Variational Inference Flashcards
The goal of Inference is to learn about latent (unknown) variables trough the posterior. Why is a analytic solution usually not an option?
The marginal integral is usually intractable.
Name some options for posterior inference
MCMC sampling
Laplace approximation
Expectation propagation
Variational inference
What is the main advantage of variational inference?
It is the most scalable method currently known.
What is the main idea behind variational inference?
Approximate the true posterior by defining a family of approximate distrubution q_v and optimizing the variational parameters v.
What is the KL (Kullback Leibler) divergence?
KL(p(x)||q(x)) =
integ p(x) log(p(x)/q(x)) dx =
E[log(p(x)/q(x))]
What is differential entropy?
H[q(x)]= -Eq[log q(x)]
How is the KL divergence often used in variational inference?
Use a KL(q(z) ||p(z|x)) as objective function to minimize
What does Jensens inequality state, and for what function do we often use this inequality?
For concave functions f:
f(E[x]) >= E[f(x)]
This is often used for logarithmes,
log E[x] >= E[log(x)]
What can we do instead of minimizing KL(q(z) || p(z|x))?

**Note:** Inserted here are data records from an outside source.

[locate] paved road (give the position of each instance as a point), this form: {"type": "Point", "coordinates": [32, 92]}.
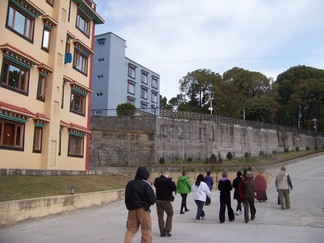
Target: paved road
{"type": "Point", "coordinates": [304, 222]}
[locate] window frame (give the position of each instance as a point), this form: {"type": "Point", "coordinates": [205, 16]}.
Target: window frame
{"type": "Point", "coordinates": [18, 134]}
{"type": "Point", "coordinates": [84, 26]}
{"type": "Point", "coordinates": [79, 142]}
{"type": "Point", "coordinates": [5, 77]}
{"type": "Point", "coordinates": [41, 88]}
{"type": "Point", "coordinates": [38, 139]}
{"type": "Point", "coordinates": [82, 110]}
{"type": "Point", "coordinates": [44, 48]}
{"type": "Point", "coordinates": [27, 34]}
{"type": "Point", "coordinates": [80, 60]}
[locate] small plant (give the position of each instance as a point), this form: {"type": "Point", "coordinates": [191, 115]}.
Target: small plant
{"type": "Point", "coordinates": [229, 156]}
{"type": "Point", "coordinates": [162, 161]}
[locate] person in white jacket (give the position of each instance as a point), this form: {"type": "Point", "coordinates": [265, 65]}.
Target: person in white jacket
{"type": "Point", "coordinates": [200, 192]}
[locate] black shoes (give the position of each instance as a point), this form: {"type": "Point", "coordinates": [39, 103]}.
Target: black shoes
{"type": "Point", "coordinates": [166, 234]}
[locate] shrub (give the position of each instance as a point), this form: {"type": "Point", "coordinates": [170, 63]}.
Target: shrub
{"type": "Point", "coordinates": [126, 109]}
{"type": "Point", "coordinates": [162, 161]}
{"type": "Point", "coordinates": [229, 156]}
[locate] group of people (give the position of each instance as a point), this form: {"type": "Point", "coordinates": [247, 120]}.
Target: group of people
{"type": "Point", "coordinates": [140, 196]}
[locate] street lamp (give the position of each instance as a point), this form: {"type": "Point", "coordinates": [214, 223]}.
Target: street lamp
{"type": "Point", "coordinates": [315, 127]}
{"type": "Point", "coordinates": [211, 105]}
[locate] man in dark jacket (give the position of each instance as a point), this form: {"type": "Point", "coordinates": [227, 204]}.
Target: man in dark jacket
{"type": "Point", "coordinates": [247, 194]}
{"type": "Point", "coordinates": [225, 187]}
{"type": "Point", "coordinates": [164, 187]}
{"type": "Point", "coordinates": [139, 196]}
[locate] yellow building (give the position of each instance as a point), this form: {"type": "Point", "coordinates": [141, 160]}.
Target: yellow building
{"type": "Point", "coordinates": [46, 49]}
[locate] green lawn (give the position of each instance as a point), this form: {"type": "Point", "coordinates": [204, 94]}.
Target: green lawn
{"type": "Point", "coordinates": [15, 187]}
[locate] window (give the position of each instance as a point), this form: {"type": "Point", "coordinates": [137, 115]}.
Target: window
{"type": "Point", "coordinates": [50, 2]}
{"type": "Point", "coordinates": [77, 103]}
{"type": "Point", "coordinates": [13, 77]}
{"type": "Point", "coordinates": [19, 22]}
{"type": "Point", "coordinates": [83, 23]}
{"type": "Point", "coordinates": [38, 134]}
{"type": "Point", "coordinates": [131, 88]}
{"type": "Point", "coordinates": [101, 41]}
{"type": "Point", "coordinates": [80, 62]}
{"type": "Point", "coordinates": [131, 71]}
{"type": "Point", "coordinates": [154, 82]}
{"type": "Point", "coordinates": [46, 39]}
{"type": "Point", "coordinates": [144, 93]}
{"type": "Point", "coordinates": [41, 88]}
{"type": "Point", "coordinates": [154, 98]}
{"type": "Point", "coordinates": [11, 135]}
{"type": "Point", "coordinates": [144, 78]}
{"type": "Point", "coordinates": [75, 146]}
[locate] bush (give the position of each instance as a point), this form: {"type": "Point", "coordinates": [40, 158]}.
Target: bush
{"type": "Point", "coordinates": [229, 156]}
{"type": "Point", "coordinates": [126, 109]}
{"type": "Point", "coordinates": [162, 161]}
{"type": "Point", "coordinates": [262, 154]}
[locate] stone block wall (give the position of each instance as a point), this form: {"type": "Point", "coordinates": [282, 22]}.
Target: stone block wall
{"type": "Point", "coordinates": [144, 140]}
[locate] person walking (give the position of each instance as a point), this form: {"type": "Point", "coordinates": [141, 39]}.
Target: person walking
{"type": "Point", "coordinates": [247, 194]}
{"type": "Point", "coordinates": [261, 186]}
{"type": "Point", "coordinates": [236, 184]}
{"type": "Point", "coordinates": [225, 187]}
{"type": "Point", "coordinates": [165, 187]}
{"type": "Point", "coordinates": [139, 196]}
{"type": "Point", "coordinates": [283, 183]}
{"type": "Point", "coordinates": [200, 192]}
{"type": "Point", "coordinates": [210, 182]}
{"type": "Point", "coordinates": [184, 188]}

We can maximise ELBO (Evidence Lower Bound): Eq[log p(x|z)] - KL(q(z) ||p(z)) = Eq[log p(x,z)] + H[log q(z|v)] = Eq[log p(x,z)] - Eq[log q(z|v)] = Eq[log p(x,z) / q(z|v)]
What is a mean field approximation?
In a mean field approximation q(z|x) is fully factorized, meaning q(z|x) = prod q(z_i). The resulting distribution is with global parameters beta, and local paramters z_i is given by:
q(b, z|v) = q(B | lambda) prod (z_n | phi_n) with
v = [lambda, phi_1, phi_2…., phi_n]
In the mean field approximation the q-factors don’t depend directly on the data. How is the family of q’s connected to the data?
Trought the maximization of ELBO.
What is the algorithm for mean field approximation?
- Initialize parameters randomly
- Update local variational paramters
- Update global variational paramters
- Repeat.
What are the limitations of mean field approximation?
Generally mean field tend to be too compact, need a better class for approximation
Classical mean field approximation has to evaluate all datapoints to update parameters, making it unscaleable to large datasets. How can we leaviate this problem?
Use stochastic variational inference, updating the parameters with a stochastic subset of the data.
How do we maximize the ELBO?
Set q*(z_i) = exp(E{-i}[p(x,z)])